Using variable definitions can make programs modular and easier to maintain.

1.4 Steps for Rule Enabling a Java Application

Programmers and business analysts work together to rule-enable a Java application. For many applications, after the application is rule enabled, the programmer role diminishes over time, leaving ongoing rule maintenance to the business analyst.

The tasks required to rule-enable a Java application include:

These tasks require cooperation between the programmer and the business analyst. Programmers understand application code and are comfortable with Java development, web services, and XML (if the business objects are represented in XML). Business analysts understand the business objects at a higher level, and the business analysts should understand rules as if…then statements concerning business objects. The business analysts also need to determine the parts of rules that are likely to need frequent change.

1.4.1 Identify Application Areas to Rule Enable

The business analyst and programmer collaborate to expose business objects as facts suitable for use in business rules. The business analyst determines the business facts required for use with the business rules.

The business analyst should determine what functionality should be rule-driven. For example, in an online shopping application, perhaps the tax and promotion functions should be rule-based, but not the shopping cart or product catalog.

1.4.2 Provide Rule Author Definitions for the Data Model

The programmer uses definitions in Rule Author to specify the data model (working with the Rule Author Definitions tab). Working with the business analyst the programmer also defines helpful functions, intermediate facts, variables, and constraints.

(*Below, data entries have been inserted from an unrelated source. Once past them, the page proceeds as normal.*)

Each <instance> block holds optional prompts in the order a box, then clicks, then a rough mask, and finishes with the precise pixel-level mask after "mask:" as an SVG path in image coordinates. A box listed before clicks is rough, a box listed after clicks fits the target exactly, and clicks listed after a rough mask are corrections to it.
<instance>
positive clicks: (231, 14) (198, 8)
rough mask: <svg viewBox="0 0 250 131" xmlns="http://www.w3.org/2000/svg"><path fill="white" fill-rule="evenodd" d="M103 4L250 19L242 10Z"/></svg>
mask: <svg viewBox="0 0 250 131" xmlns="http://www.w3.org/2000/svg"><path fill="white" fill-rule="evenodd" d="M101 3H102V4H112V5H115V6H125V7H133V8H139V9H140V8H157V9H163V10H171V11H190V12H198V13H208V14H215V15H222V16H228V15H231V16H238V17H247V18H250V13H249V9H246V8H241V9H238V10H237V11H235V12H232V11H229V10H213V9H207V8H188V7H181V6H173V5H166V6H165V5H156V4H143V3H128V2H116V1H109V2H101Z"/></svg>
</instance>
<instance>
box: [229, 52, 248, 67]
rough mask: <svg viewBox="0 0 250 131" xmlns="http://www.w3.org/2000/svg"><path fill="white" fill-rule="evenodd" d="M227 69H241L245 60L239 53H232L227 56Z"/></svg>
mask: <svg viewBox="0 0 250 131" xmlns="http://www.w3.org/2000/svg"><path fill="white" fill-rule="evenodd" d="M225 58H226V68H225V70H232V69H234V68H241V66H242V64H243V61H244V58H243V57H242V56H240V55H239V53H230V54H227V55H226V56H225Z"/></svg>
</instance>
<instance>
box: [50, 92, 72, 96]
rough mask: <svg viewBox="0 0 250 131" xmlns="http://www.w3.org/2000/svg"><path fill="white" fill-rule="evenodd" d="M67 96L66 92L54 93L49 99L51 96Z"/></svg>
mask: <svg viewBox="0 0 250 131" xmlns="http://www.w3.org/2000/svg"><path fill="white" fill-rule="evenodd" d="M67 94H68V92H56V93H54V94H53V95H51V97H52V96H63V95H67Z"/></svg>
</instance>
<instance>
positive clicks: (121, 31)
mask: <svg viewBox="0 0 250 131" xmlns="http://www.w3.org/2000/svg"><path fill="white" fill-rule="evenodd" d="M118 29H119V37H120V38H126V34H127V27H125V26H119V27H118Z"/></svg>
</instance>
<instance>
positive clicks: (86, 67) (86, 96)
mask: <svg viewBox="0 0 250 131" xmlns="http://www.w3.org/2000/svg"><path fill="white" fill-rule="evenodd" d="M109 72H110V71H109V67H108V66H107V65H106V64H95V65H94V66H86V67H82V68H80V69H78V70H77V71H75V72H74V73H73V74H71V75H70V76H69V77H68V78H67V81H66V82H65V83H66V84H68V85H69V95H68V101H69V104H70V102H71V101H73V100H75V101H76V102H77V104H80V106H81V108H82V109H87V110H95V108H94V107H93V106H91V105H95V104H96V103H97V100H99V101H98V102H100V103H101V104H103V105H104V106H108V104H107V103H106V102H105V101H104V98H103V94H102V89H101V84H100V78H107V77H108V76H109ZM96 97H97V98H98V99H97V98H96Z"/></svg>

1.4.3 Develop a Business Vocabulary for the Data Model

The programmer and the business analyst use Rule Author to develop a business-friendly vocabulary for the Rule Author definitions, so that the rules are more understandable. While determining what business facts, functions, and other definitions to capture, the business analyst has been developing a vocabulary. The programmer enters this information using Rule Author.

1.4.4 Write and Customize Rules

At this point, the business analyst should be able to use Rule Author to write and customize rules using the defined business vocabulary. Alternatively, the programmer may use the Rules SDK to create or modify rules, or the data model from within the administrative portion of a rules-enabled application.

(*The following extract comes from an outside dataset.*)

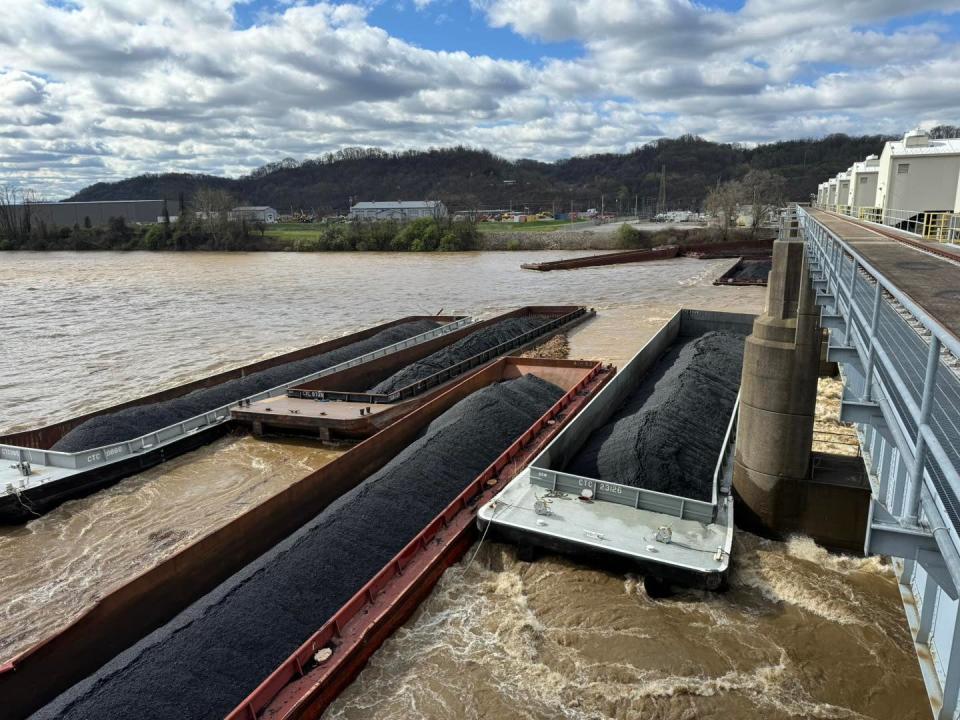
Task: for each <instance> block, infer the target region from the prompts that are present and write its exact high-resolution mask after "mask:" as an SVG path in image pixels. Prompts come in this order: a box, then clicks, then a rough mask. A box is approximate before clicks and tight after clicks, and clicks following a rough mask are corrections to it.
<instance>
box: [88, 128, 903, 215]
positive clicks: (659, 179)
mask: <svg viewBox="0 0 960 720" xmlns="http://www.w3.org/2000/svg"><path fill="white" fill-rule="evenodd" d="M886 139H888V138H885V137H882V136H879V135H872V136H863V137H848V136H846V135H830V136H828V137H825V138H822V139H819V140H791V141H786V142H778V143H771V144H767V145H759V146H757V147H753V148H746V147H743V146H740V145H730V144H721V143H714V142H709V141H707V140H703V139H702V138H698V137H694V136H683V137H680V138H676V139H663V140H657V141H655V142H652V143H649V144H647V145H644V146H642V147H639V148H637V149H635V150H633V151H631V152H628V153H623V154H606V155H589V156H583V157H573V158H569V159H567V160H560V161H557V162H553V163H545V162H540V161H537V160H518V161H509V160H506V159H504V158H501V157H498V156H496V155H494V154H493V153H491V152H489V151H486V150H474V149H469V148H463V147H455V148H444V149H430V150H424V151H407V152H401V153H388V152H384V151H382V150H378V149H363V148H347V149H345V150H341V151H338V152H336V153H330V154H327V155H324V156H323V157H319V158H315V159H309V160H304V161H302V162H300V161H296V160H293V159H290V158H287V159H286V160H283V161H281V162H277V163H273V164H271V165H268V166H266V167H263V168H260V169H258V170H256V171H254V172H253V173H251V174H250V175H248V176H245V177H241V178H220V177H213V176H207V175H186V174H181V173H167V174H162V175H141V176H139V177H134V178H129V179H127V180H122V181H120V182H115V183H97V184H95V185H91V186H90V187H88V188H85V189H84V190H82V191H80V192H79V193H77V194H76V195H75V196H74V197H72V198H70V199H71V200H107V199H110V200H124V199H141V198H166V199H167V200H169V201H171V203H176V202H178V201H179V198H180V197H181V196H182V197H183V198H184V199H185V201H186V202H189V201H190V198H191V196H192V195H193V193H194V192H195V191H196V190H197V188H199V187H203V186H210V187H215V188H222V189H224V190H227V191H229V192H230V193H231V194H232V195H233V196H234V198H235V199H236V200H237V202H238V203H241V204H251V205H270V206H272V207H275V208H277V209H278V210H279V211H280V212H281V213H287V212H293V211H296V210H303V211H306V212H316V213H318V214H327V213H333V212H336V213H345V212H346V211H347V209H348V206H349V203H350V201H351V199H352V200H353V201H354V202H356V201H359V200H401V199H402V200H412V199H435V198H436V199H440V200H443V201H444V202H445V203H446V204H447V206H448V207H450V208H451V209H454V210H459V209H482V208H509V207H512V208H520V209H522V208H527V209H529V210H540V209H547V210H551V209H554V208H556V209H557V210H561V209H562V210H569V209H570V207H571V204H572V205H573V207H574V209H579V210H585V209H587V208H588V207H599V205H600V203H601V195H602V196H603V202H604V204H605V207H606V208H607V209H608V210H615V209H617V208H618V206H619V208H621V209H623V210H627V209H632V208H633V206H634V203H635V202H638V203H639V204H640V205H641V206H644V205H646V206H648V207H649V206H652V205H653V204H654V203H655V202H656V198H657V193H658V189H659V186H660V171H661V168H662V167H665V168H666V186H667V205H668V207H669V208H673V209H681V208H691V209H693V208H698V207H700V206H701V205H702V203H703V199H704V197H705V196H706V193H707V191H708V190H709V188H711V187H713V186H715V185H716V184H717V181H718V180H719V181H725V180H730V179H737V178H741V177H742V176H743V175H745V174H746V173H747V172H748V171H749V170H750V169H764V170H771V171H773V172H777V173H779V174H781V175H783V176H784V177H785V178H786V181H787V184H786V190H787V196H788V197H790V198H794V199H798V200H805V199H807V198H808V197H809V195H810V194H811V193H815V192H816V188H817V184H818V183H819V182H821V181H822V180H823V179H825V178H827V177H829V176H831V175H835V174H836V173H838V172H840V171H841V170H844V169H846V168H847V167H849V166H850V164H851V163H853V162H855V161H857V160H862V159H863V158H864V157H865V156H867V155H868V154H870V153H879V152H880V150H881V148H882V147H883V142H884V140H886ZM175 207H177V205H175V204H171V213H173V212H174V209H175Z"/></svg>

1.4.5 Modify or Create Application Logic that Uses the Rules Engine

The programmer determines how to replace procedural functionality with new rule-driven functionality. If the application is written in Java then the application code can directly invoke the Rules Engine. Otherwise, the programmer may need to invoke the Rules Engine using a web service or other remote API. The programmer must either create a new application or modify an existing application to interact with the Rules Engine.


Note:

Procedural code that is being rule enabled may need to be "mined" to extract existing hard-coded rules.


See Also:

Chapter 2, "Getting Started with Rule Author" for details on working with Rule Author and on the steps a programmer takes to rule-enable a Java application.

1.4.6 Test the Rule Enabled Application

The programmer and the business analyst test the modifications made to the application. The programmer may need to assist in the debugging of a complex set of rules. Rules Engine tracing can be enabled to provide information about facts, rule activations, and rule firings. A mechanism for loading test facts should be developed that validates a set of the business analyst rules.



Footnote Legend

Footnote 1: Fact references flow from input to output nodes. In between input and output nodes are test nodes and join nodes. A test occurs when a rule condition has a boolean expression. A join occurs when a rule condition ANDs two facts. A rule is activated when its output node contains fact references. Fact references are cached throughout the network to speed up recomputing activated rules. When a fact is added, removed, or changed, the Rete network updates the caches and the rule activations with only an incremental amount of work.